Basta decir que no la vi siquiera, pero que ahora la descubrí. Y como estaba abierta y yo sabía que Estella había acompañado a las visitas hasta la calle —porque volvió llevando las llaves en la mano—, me aventuré a entrar al jardín y lo recorrí por entero. Era completamente silvestre y divisé algunas cáscaras de melón y de pepinos que parecían, en su estado de desecación, haber fructificado espontáneamente, aunque sin vigor, para producir débiles tentativas de viejos sombreros y de botas, con algunos renuevos, de vez en cuando, en forma de cacharros estropeados.

Cuando recorrí el jardín y el invernadero, en el que no había más que una parra podrida y caída al suelo y algunas botellas, me encontré en el mismo triste rincón que divisara a través de la ventana. Sin dudar por un momento de que la casa estaba desocupada, miré al interior, a través de otra ventana, y, con la mayor sorpresa, me vi cambiando una mirada de asombro con un joven caballero, muy pálido, con los párpados enrojecidos y los cabellos muy claros.

El joven caballero pálido desapareció muy pronto, para reaparecer a mi lado. Sin duda alguna, cuando lo vi por primera vez estaba ocupado en sus libros, porque en cuanto estuvo a mi lado pude observar que llevaba algunas manchas de tinta.

—¡Hola, muchacho! —exclamó.

Como “hola” es una expresión general que, según pude advertir, se solía contestar con otra igual, exclamé, a la vez:

—¡Hola!

Aunque, cortésmente, suprimí la palabra “muchacho”.

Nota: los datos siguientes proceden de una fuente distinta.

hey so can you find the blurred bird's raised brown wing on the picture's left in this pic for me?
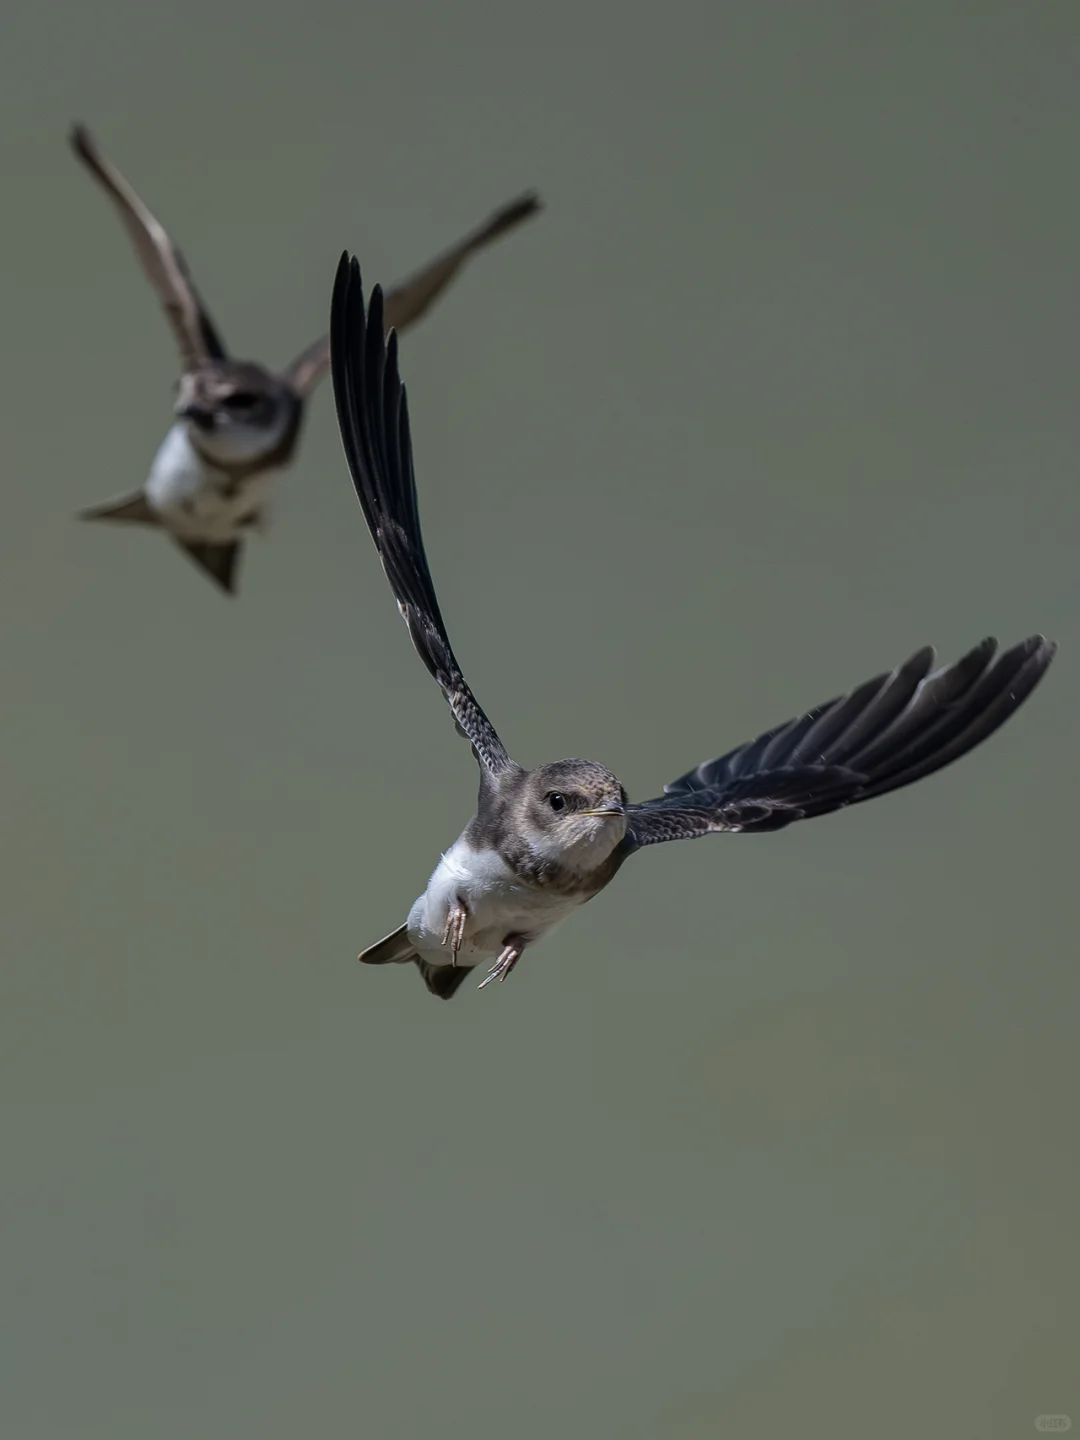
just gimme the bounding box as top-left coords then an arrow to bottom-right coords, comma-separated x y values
71,125 -> 226,367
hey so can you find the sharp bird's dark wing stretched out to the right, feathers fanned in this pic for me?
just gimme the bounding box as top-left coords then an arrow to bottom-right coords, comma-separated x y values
626,635 -> 1057,850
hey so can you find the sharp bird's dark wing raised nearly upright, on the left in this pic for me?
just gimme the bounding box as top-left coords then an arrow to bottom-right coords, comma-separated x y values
330,253 -> 516,776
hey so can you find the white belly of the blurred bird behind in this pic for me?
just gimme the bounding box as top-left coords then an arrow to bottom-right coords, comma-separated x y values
144,423 -> 276,544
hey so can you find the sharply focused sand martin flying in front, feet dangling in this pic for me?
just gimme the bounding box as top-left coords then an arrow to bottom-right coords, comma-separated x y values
330,255 -> 1056,999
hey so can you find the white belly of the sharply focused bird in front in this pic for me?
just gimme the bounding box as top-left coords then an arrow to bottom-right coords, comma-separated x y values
409,840 -> 582,965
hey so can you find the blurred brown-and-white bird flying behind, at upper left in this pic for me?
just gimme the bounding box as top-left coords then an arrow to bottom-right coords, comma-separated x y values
71,125 -> 540,593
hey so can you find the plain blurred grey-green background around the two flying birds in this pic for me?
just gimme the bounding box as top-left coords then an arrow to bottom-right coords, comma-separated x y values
0,0 -> 1080,1440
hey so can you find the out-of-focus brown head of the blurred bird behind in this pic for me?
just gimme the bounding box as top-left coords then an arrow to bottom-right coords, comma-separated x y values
174,360 -> 298,465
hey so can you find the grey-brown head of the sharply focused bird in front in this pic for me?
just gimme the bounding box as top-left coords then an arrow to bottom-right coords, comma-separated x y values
520,760 -> 626,871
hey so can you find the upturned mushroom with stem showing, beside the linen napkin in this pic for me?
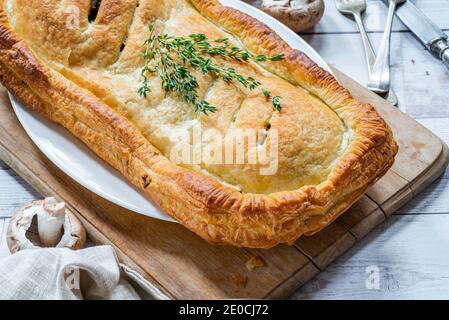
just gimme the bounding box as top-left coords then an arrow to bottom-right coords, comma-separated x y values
7,197 -> 86,253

—¿Quién te ha dejado entrar? —preguntó.

—La señorita Estella.

—¿Quién te ha dado permiso para rondar por aquí?

—La señorita Estella.

—Ven a luchar conmigo —dijo el joven y pálido caballero.

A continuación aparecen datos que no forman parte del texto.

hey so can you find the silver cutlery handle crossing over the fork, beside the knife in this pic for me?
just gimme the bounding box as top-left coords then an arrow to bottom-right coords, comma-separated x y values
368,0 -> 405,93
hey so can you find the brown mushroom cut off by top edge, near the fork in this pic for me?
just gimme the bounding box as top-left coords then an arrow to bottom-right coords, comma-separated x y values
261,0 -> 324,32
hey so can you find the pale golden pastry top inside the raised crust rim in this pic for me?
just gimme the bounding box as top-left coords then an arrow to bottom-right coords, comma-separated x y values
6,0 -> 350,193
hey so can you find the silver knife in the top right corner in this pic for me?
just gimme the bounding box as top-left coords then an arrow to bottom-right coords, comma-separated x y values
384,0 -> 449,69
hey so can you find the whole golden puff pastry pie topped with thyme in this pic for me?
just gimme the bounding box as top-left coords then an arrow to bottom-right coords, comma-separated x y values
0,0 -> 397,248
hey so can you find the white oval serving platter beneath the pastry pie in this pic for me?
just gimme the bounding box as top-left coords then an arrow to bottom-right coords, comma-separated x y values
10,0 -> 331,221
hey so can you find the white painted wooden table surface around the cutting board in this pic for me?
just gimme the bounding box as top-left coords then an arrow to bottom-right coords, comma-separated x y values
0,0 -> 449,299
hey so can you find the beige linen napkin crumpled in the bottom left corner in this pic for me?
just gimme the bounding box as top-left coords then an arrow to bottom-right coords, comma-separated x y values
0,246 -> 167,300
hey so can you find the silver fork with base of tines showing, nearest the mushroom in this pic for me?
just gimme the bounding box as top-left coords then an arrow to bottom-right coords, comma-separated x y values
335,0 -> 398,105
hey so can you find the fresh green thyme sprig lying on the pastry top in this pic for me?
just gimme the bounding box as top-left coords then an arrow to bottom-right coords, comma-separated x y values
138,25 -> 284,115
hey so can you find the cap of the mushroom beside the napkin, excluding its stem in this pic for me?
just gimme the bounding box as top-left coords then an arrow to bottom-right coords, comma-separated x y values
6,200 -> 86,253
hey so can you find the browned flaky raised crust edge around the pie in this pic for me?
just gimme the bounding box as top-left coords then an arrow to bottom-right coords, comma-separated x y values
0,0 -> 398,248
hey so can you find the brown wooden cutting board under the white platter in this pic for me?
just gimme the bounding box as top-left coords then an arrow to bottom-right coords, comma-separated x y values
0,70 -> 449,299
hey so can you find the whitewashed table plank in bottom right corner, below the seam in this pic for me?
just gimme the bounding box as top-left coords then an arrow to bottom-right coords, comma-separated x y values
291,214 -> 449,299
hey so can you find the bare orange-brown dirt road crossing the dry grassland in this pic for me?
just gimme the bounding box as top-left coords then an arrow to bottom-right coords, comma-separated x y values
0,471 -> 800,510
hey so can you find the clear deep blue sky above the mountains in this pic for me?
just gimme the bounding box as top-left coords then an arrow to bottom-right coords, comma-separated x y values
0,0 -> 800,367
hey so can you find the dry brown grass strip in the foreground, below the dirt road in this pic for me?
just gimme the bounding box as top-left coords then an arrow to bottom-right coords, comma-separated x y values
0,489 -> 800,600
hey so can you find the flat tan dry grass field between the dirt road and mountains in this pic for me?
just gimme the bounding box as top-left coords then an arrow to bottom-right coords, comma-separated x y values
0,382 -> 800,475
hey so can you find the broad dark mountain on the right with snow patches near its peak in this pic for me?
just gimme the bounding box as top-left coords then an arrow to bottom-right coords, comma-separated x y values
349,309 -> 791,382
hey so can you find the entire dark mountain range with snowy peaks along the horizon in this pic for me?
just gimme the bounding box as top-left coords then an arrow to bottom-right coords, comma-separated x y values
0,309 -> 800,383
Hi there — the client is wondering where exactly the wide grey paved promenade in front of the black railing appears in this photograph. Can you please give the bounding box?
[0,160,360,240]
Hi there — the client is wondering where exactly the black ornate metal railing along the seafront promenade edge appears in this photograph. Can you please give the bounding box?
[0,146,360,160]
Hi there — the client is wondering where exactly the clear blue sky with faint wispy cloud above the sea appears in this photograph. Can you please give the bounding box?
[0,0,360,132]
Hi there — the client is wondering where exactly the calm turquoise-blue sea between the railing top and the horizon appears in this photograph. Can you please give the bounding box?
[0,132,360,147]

¿Qué podía hacer yo sino obedecer? Muchas veces me he formulado luego esta pregunta, pero ¿qué podía haber hecho? Su orden fue tan imperiosa y yo estaba tan extrañado, que le seguí a donde me llevó, como hechizado.

—Espera un poco —dijo volviéndose hacia mí, antes de alejarnos—; he de darte un motivo para pelear. ¡Aquí lo tienes!

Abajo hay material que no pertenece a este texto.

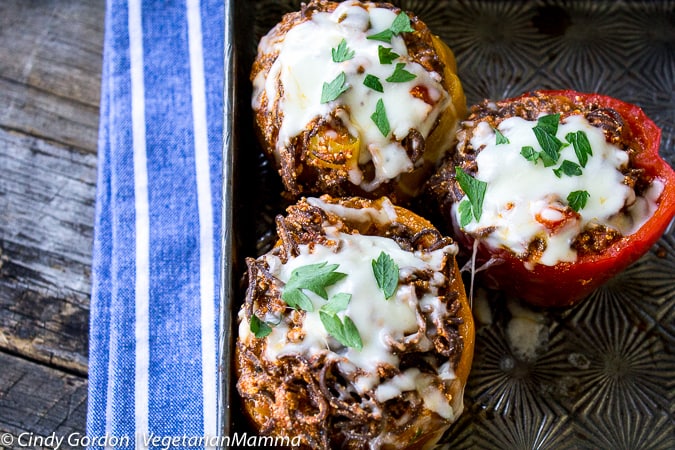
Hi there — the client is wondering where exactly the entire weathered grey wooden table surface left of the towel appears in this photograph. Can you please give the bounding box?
[0,0,105,442]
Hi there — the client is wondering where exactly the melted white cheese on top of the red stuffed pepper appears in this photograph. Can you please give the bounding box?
[453,115,663,266]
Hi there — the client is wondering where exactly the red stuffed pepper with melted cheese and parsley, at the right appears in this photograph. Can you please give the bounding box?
[429,90,675,307]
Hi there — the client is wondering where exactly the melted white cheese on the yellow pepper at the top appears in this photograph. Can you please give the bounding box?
[253,1,451,191]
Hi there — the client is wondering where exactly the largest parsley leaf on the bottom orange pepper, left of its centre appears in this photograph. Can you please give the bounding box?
[281,262,347,311]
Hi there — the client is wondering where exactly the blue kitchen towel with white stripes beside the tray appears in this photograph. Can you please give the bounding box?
[86,0,224,448]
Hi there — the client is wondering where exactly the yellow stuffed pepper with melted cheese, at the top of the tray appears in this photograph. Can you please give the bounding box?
[251,1,466,203]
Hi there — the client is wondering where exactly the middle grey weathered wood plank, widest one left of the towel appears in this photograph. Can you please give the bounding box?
[0,129,96,374]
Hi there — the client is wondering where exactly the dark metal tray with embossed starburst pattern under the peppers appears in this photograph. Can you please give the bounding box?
[220,0,675,449]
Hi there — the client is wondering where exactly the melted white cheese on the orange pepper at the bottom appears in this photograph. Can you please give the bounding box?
[239,199,457,419]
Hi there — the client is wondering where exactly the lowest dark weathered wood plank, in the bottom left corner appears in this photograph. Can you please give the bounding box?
[0,352,87,449]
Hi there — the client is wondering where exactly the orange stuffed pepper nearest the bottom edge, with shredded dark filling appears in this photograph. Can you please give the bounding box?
[235,196,474,449]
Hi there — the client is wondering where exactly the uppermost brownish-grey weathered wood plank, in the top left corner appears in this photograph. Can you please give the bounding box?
[0,0,105,153]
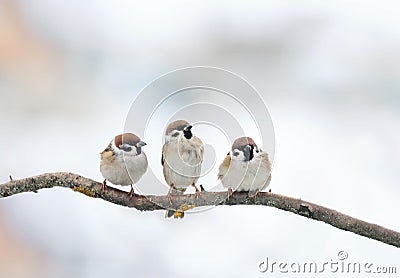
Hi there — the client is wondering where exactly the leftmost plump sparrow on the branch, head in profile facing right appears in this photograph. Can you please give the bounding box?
[100,133,148,197]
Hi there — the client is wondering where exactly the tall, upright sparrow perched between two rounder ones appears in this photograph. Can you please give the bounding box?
[161,120,204,217]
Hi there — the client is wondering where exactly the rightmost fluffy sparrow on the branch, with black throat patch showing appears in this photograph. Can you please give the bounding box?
[218,137,271,199]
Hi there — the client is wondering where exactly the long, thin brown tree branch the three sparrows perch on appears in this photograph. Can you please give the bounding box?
[0,173,400,247]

De un modo irritante palmoteó, levantó una pierna hacia atrás, me tiró del cabello, palmoteó de nuevo, bajó la cabeza y me dio un cabezazo en el estómago.

Esta conducta, digna de un buey, además de que era una libertad que se tomaba conmigo, resultaba especialmente desagradable después de haber comido pan y carne. Por consiguiente, le di un golpe, y me disponía a repetirlo, cuando él dijo:

—¡Caramba! ¿De manera que ya estás dispuesto?

Y empezó a danzar de atrás adelante de un modo que resultaba extraordinario para mi experiencia muy limitada.

—¡Leyes de la lucha! —dijo mientras dejaba de apoyarse en su pierna izquierda para hacerlo sobre la derecha—. Ante todo, las reglas. —Y al decirlo cambió de postura—. Ven al terreno y observa los preliminares.

Entonces saltó hacia atrás y hacia delante e hizo toda suerte de cosas mientras yo lo miraba aturdido.

En secreto, le tuve miedo cuando lo vi tan diestro, pero estaba moral y físicamente convencido de que su cabeza, cubierta de cabello de color claro, no tenía nada que hacer junto a mi estómago y que me cabía el derecho de considerarlo impertinente por haberse presentado de tal modo ante mí. Por consiguiente, lo seguí, sin decir palabra, a un rincón lejano del jardín, formado por la unión de dos paredes y oculto por algunos escombros.